Inflows, Flows and Market Sentiment
Market watchers note a distinct uptick in flows toward muni ETFs as the quarter progresses. Advisors report clients reallocating from Treasuries to munis in search of improved after-tax outcomes, with tax-aware fixed income forming a larger share of portfolio construction discussions. The move aligns with the broader shift toward tax-efficient investing in a climate where tax policy and state considerations heavily color asset allocation decisions.
Key Considerations for Investors
Before taking a positions in any muni ETF, investors should weigh several practical considerations. While the tax advantages are real, munis can be sensitive to interest-rate changes and issuer-specific credit events.

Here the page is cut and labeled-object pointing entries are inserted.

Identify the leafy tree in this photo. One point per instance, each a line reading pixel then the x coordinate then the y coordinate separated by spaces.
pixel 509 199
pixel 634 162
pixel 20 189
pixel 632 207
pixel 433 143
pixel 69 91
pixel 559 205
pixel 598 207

Time horizons, expected holding periods, and state-specific tax rules should guide selection among MUB, HYD, and HYMB.
- Duration risk: Higher yields on HYD and HYMB come with longer-duration exposure and greater sensitivity to rate moves.
- Credit hygiene: HYD’s below-investment-grade exposure requires vigilance around issuer concentration and sector risk.
- Tax strategy alignment: An investor’s state of residence and marginal tax rate will shape the effective after-tax outcome of each ETF.
Bottom Line for 2026
The narrative is clear: high earners skipping treasuries are increasingly evaluating municipal bond ETFs as a credible path to higher after-tax income. The combination of MUB’s broad, defensively positioned exposure and HYD/HYMB’s higher-yield opportunities offers a spectrum of choices for tax-aware fixed-income investors. As rates drift and tax policies evolve, this muni ETF trio is likely to remain a central theme for those seeking steady, tax-efficient income without leaning exclusively on Treasuries.